Jorge e eu vimos quando um médico passou para uma sala ao lado e por algum motivo que jamais entenderei, me levantei e o segui até seu destino.

De costas para mim, vi quando ele respirou fundo, passou as mãos uma na outra e entrou na sala. O silêncio durou apenas 5 segundos.

Jorge parou ao meu lado e juntos nós ouvimos o primeiro grito de desespero. Era da mãe de Karen. Nunca existirão palavras suficientes para descrever a profunda dor materna naquele grito.
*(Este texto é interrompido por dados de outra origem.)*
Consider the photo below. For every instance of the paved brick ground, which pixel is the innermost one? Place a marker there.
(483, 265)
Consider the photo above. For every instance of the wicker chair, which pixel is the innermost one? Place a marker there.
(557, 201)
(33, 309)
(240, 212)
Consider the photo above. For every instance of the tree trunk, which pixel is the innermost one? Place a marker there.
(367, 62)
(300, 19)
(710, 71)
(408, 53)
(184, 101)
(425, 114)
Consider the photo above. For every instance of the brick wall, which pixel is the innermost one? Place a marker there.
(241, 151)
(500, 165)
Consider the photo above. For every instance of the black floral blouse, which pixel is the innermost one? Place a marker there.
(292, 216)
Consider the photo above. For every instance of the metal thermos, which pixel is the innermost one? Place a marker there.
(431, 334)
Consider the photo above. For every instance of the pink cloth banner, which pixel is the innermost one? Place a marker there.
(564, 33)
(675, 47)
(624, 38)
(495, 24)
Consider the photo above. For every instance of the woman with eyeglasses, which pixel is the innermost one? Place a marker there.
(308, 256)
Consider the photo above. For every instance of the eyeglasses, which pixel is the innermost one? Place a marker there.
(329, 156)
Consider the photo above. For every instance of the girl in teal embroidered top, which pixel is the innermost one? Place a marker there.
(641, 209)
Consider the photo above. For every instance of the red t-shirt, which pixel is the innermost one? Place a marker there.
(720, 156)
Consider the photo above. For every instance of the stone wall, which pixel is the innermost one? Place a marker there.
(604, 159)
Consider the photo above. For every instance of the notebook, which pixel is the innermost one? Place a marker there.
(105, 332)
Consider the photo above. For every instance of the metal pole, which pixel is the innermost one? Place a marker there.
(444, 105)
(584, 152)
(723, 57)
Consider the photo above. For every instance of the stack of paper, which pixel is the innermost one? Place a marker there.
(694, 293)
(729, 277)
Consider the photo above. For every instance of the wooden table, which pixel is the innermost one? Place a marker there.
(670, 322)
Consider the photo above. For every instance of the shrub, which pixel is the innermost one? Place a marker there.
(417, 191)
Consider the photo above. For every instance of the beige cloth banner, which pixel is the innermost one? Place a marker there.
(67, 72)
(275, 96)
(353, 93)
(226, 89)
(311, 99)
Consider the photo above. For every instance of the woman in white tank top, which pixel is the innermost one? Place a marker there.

Depois a mãe de Leonardo parecia confortar a dor da outra mãe. Mães se entendem, mães compreendem a dor de uma perda desse tipo, mães sabem como não é natural um filho partir antes dos pais.

Me agarrei a Jorge novamente e agora nós dois chorávamos.

- E a bebê? – A mãe de Leonardo perguntara, chorosa. Como sua voz era mais receosa, imaginei que ela o chamou num canto para perguntar.

Dentro da minha cabeça a resposta do médico pareceu em câmera lenta, mesmo que ele não tenha demorado nem 5 segundos para responder.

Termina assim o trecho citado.